Este no era un jabalí ordinario; como mínimo, estaba en el nivel del Reino de Todas las Cosas.
¿Un rey jabalí? ¿O quizás un ancestro de los jabalíes, llorando ahora como un niño?
¿Qué estaba pasando aquí?
—Oye, tú, el jabalí, ¿por qué las lágrimas? —Wang Cai no pudo soportarlo más y se acercó para preguntar.
—Bu bu bu, soy el rey de los jabalíes, después de todo.
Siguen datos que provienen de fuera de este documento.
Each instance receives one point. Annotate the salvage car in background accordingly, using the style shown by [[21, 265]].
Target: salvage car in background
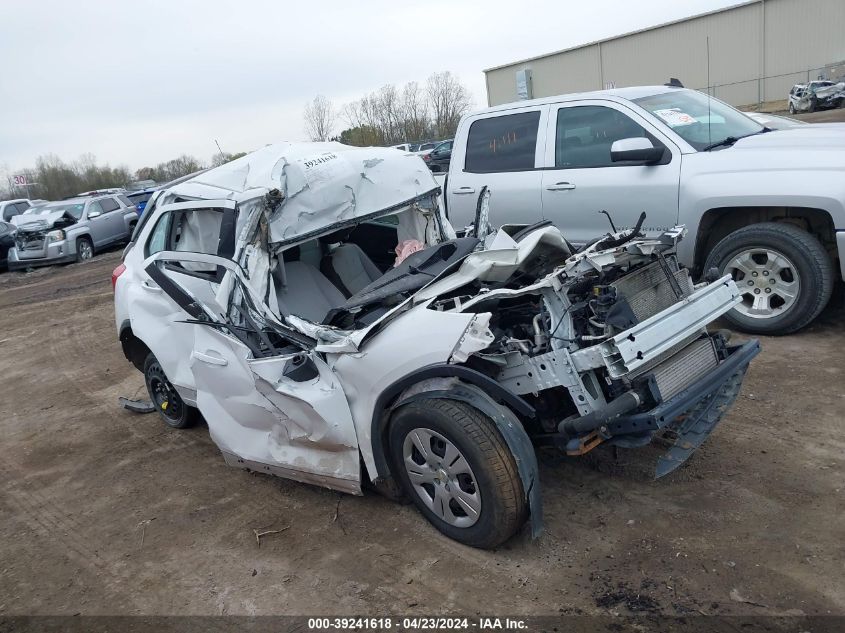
[[70, 230], [248, 294], [766, 207], [816, 95], [11, 208], [7, 240], [140, 198]]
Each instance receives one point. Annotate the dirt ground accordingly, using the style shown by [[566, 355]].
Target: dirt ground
[[107, 512]]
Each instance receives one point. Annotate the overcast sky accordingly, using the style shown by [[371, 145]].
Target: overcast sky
[[137, 83]]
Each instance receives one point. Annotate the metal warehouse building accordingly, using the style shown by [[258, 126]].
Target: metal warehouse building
[[758, 51]]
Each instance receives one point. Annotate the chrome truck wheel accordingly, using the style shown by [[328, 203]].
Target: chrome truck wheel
[[768, 281], [783, 272]]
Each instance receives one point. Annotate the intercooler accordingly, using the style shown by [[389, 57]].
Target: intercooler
[[649, 289], [685, 367]]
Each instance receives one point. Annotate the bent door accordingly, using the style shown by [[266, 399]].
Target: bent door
[[286, 415], [279, 410], [157, 319]]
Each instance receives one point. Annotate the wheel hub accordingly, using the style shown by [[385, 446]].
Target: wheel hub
[[767, 280], [441, 477]]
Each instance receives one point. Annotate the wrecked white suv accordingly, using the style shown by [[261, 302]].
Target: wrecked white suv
[[314, 304]]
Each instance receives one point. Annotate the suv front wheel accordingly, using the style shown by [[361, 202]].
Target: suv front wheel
[[784, 274], [457, 468]]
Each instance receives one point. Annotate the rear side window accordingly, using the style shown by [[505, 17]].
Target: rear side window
[[158, 236], [109, 204], [586, 133], [188, 230], [504, 143]]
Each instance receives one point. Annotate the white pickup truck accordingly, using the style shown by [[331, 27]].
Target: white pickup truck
[[767, 207]]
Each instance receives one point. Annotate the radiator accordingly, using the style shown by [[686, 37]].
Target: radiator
[[685, 367], [649, 291]]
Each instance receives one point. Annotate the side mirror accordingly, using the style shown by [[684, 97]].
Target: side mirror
[[637, 149]]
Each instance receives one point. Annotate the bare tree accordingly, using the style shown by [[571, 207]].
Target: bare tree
[[414, 113], [448, 100], [319, 118]]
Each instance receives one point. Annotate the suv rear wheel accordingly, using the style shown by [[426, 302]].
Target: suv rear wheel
[[784, 274], [167, 401], [84, 249], [458, 470]]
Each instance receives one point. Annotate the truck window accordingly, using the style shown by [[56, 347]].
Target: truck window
[[585, 134], [108, 204], [503, 143]]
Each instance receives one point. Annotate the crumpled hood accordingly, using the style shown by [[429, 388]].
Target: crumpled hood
[[30, 222], [323, 183]]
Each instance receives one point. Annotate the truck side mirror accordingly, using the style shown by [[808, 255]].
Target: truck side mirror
[[637, 149]]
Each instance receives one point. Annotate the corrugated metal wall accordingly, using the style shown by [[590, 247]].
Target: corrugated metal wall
[[798, 35]]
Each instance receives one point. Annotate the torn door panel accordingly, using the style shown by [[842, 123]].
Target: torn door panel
[[263, 411]]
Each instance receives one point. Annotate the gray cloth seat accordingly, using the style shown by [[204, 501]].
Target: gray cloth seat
[[350, 266], [305, 292]]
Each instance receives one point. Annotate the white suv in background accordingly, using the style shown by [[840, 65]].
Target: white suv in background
[[767, 207]]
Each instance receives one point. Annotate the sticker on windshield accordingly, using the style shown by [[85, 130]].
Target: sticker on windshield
[[324, 168], [675, 118]]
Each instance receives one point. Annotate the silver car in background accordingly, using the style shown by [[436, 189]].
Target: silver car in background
[[70, 230]]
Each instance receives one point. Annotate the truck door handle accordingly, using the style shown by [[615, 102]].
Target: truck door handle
[[561, 186], [211, 360]]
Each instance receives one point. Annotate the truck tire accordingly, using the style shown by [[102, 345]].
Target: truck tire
[[458, 470], [783, 272], [170, 406], [84, 249]]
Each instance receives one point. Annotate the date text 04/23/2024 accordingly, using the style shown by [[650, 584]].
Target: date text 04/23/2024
[[420, 623]]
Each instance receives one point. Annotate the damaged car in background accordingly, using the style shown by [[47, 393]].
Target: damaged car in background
[[70, 230], [314, 305]]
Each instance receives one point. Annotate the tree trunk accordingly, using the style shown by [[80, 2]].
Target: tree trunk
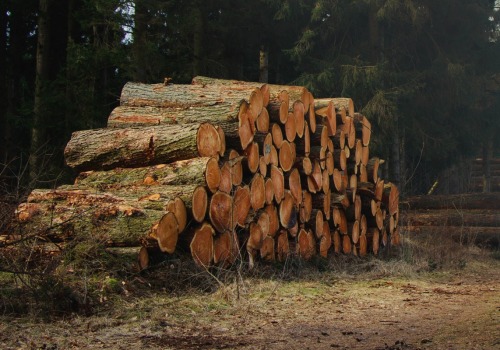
[[487, 156], [118, 218], [264, 64], [110, 148], [197, 171], [42, 77], [139, 51], [198, 29]]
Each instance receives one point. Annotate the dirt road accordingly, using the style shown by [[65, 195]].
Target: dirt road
[[445, 310]]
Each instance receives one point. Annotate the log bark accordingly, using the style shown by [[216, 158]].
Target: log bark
[[363, 128], [117, 218], [197, 171], [241, 205], [202, 245], [226, 249], [221, 212], [104, 149], [306, 244], [340, 103], [282, 246]]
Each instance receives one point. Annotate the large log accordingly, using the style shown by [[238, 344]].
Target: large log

Me ataste y quieres comerme; ¿dónde está mi dignidad en eso?
El jabalí, al escuchar las palabras de Wang Cai, lloró aún más fuerte, y por un tiempo, todo el Nuevo Mundo resonó con el sonido de su lamento.
Un grupo de criaturas que se habían establecido aquí hace tiempo se acercaron una tras otra, ansiosas por ver qué estaba sucediendo.
—Cállate un momento, puede que no te coma —dijo Mu Can, su rostro expresaba impotencia, ya que nunca había planeado comerse al jabalí que había capturado.
Primero, porque este jabalí era el único que había extraído a la fuerza del Reino de Todas las Cosas al Reino Wuwei, lo cual era algo lamentable.
Segundo, porque quería extraer información sobre la zona prohibida del jabalí.
Las fuerzas secretas que salían de la zona prohibida y se apoderaban del territorio de los cultivadores era, en sí mismo, un asunto irrazonable.
Considerando que la agitación en la zona prohibida había durado cientos de años, ¿qué estaban haciendo estas criaturas saliendo ahora?
En cuanto Mu Can afirmó que no se lo comería, el jabalí inmediatamente dejó de llorar y se comportó como un buen chico.
A diferencia del Tigre Blanco y el Dragón Azur, este jabalí había expulsado completamente a los humanos de la ciudad y dejado a algunos para servirle específicamente.
No causó masacres en la ciudad de los cultivadores; esa era una razón clave por la que Mu Can había decidido no matarlo de inmediato a pesar de poder hacerlo.
—Yo pregunto, tú respondes. Si te equivocas, mueres, ¿entendido? —preguntó Mu Can.
El jabalí asintió desesperadamente, aferrándose a la lujosa felicidad de permanecer vivo.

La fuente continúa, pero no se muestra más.